As Whitman’s imagined it in Radiant Darkness, however, that isn’t the story at all — or, more specifically, not all of it. Whitman takes the basic myth and expands it, changing the motivations. Persephone — thank heavens — is no longer a passive character, totally at the whims of more powerful gods, but an acting, thinking, feeling person. She dislikes her mother, from whom she can’t seem to get much approval and who doesn’t accept that Persephone is growing up. She falls in love with Hades; though they sneak around behind Demeter’s back, he doesn’t kidnap her. Most of all, this Persephone makes choices.

Unfortunately, many of those choices are based on faulty information: both Hades and Demeter choose to refrain from telling Persephone information that would help her make better choices, or help her be more at ease with the choices she does make.
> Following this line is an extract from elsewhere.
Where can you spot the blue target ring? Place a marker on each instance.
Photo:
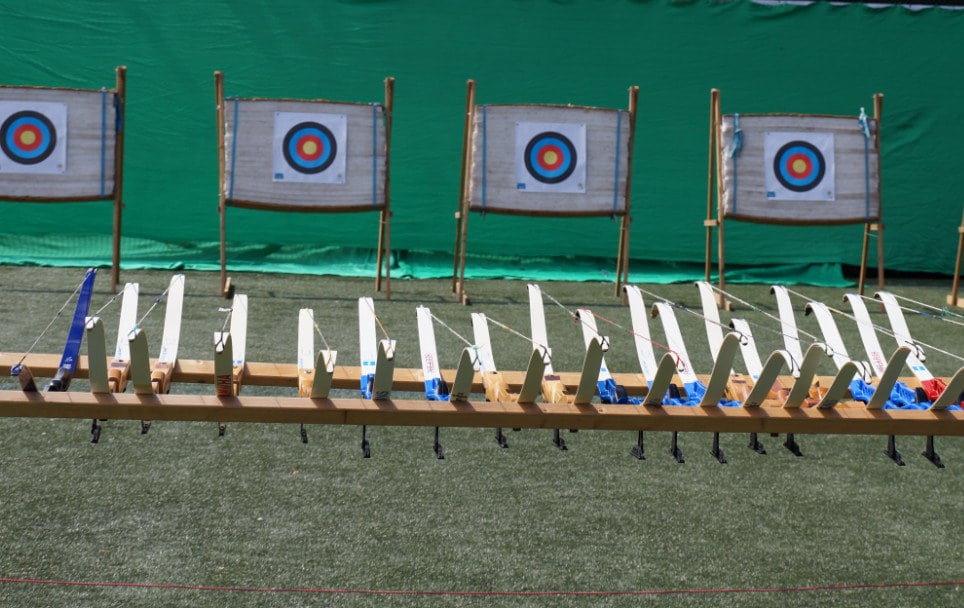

This part of the story grates; since Hades and Demeter fill parental roles, they know better than Persephone, and they still limit her. Hades especially grates: he is trying to fill both the role of lover and parent, which kind of makes him seem a bit creepy (as can Edward, the overly protective Twilight love interest). Most of the time, I want to smack him. And while we’re told that Demeter’s actions are motivated by love, we never really see it. (Either that, or it’s some funny kind of love. …)

All of that adds up to making the book kind of … flat. I really wanted to like the book. I did like Persephone, as a character. And Whitman’s vision of the Underworld is interesting; it becomes not just a place for the shades to reside, but an actual kingdom, something that Persephone could work with and improve. But the gods-being-gods aspect of it kept me, at least, from really enjoying the story.